Rating:  Summary: Robert Adams' Landscape Photography Review: Robert Adams' latest book of landscape photographs - "Notes for Friends" - continues to challenge our views of what a landscape photograph can and should be. Beware though, not only are Robert Adams and Ansel Adams not related, neither are their photographs. I believe Robert Adams is responding to a reality that was only beginning to be recognized when Ansel Adams was producing his greatest works during the 30's and 40's. As a result, Robert Adams' pictures are not the glorious large format views of wilderness once synonomous with our concept of 'nature'. Most of these pictures were taken at the boundry of commercial farmland and encroaching urban sprawl. If you think about it for a while, what else is there? Does it really make sense for any photographer to plant his tripod in the same spot as the previous dozen have done in order to photograph the same 0.1% of our land reasonably preserved as wilderness? Isn't the seemingly endless succession of photographs of pristine beaches, glowing aspens and towering clouds over unspoiled mountains a deception if not an outright lie? Does anyone in 21st century America still think this is 'nature'? But, what if a perceptive photographer who truly cares about all this were to just go out a few miles from home and walk about with a 35mm camera any of us could afford to own?

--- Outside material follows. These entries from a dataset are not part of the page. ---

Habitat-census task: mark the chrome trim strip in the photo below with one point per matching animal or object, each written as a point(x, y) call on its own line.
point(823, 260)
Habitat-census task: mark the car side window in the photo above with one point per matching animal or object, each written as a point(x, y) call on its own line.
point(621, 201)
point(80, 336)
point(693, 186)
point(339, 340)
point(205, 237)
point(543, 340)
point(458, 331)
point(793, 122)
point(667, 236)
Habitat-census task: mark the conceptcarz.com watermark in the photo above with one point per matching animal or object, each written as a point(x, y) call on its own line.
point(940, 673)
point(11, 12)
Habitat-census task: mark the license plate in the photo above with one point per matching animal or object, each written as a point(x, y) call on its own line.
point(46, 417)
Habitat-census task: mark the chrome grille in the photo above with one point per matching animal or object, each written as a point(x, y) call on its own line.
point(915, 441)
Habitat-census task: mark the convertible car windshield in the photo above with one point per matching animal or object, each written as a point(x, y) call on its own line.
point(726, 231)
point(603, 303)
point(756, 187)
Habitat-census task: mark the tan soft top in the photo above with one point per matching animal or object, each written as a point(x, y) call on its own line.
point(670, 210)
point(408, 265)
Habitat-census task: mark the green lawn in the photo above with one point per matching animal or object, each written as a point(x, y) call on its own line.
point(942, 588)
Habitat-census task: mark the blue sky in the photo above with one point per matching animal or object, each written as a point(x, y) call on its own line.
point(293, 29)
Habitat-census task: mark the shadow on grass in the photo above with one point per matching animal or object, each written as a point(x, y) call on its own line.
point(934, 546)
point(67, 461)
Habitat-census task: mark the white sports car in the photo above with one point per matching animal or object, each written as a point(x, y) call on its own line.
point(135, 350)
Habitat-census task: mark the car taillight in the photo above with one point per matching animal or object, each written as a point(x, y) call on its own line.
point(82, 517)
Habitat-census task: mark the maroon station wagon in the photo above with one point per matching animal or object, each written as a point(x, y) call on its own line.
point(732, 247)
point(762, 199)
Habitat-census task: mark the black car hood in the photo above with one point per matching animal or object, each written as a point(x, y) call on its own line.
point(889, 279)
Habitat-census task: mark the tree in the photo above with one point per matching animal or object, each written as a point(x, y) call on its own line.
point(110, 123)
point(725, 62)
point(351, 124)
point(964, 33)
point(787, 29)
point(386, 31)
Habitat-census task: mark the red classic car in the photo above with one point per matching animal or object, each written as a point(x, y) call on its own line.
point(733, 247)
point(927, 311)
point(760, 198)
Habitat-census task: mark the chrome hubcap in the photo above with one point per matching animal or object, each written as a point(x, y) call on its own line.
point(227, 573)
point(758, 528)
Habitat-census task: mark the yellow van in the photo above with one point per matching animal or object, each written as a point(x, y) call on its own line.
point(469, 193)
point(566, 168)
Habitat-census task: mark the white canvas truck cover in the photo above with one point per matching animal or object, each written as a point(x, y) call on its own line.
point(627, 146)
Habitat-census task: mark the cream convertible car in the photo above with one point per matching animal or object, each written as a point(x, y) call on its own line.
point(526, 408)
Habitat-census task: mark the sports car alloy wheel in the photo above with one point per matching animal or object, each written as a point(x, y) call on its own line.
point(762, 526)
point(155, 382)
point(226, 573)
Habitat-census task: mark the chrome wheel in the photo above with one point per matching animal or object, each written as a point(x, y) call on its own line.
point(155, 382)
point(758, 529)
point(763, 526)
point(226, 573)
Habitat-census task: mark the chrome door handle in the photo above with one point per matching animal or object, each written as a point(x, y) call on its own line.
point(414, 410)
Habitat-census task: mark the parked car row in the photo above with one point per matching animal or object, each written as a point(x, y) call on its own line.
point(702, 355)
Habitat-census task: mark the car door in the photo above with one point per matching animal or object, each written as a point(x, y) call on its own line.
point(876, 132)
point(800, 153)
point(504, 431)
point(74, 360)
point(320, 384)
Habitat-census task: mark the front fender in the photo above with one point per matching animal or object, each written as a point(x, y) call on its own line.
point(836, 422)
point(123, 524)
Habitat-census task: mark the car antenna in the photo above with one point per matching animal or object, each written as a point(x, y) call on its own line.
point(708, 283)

What if his goal were to find whatever beauty may still exist and, perhaps, some reason to be hopeful for the future? What would result? I believe the result would be photographs just like the ones Robert Adams has given us in "Notes for Friends". For those who can cope with what we have done to our natual heritage, it's a wonderful book of pictures. For others seeking refuge in the past, it will invariably disappoint.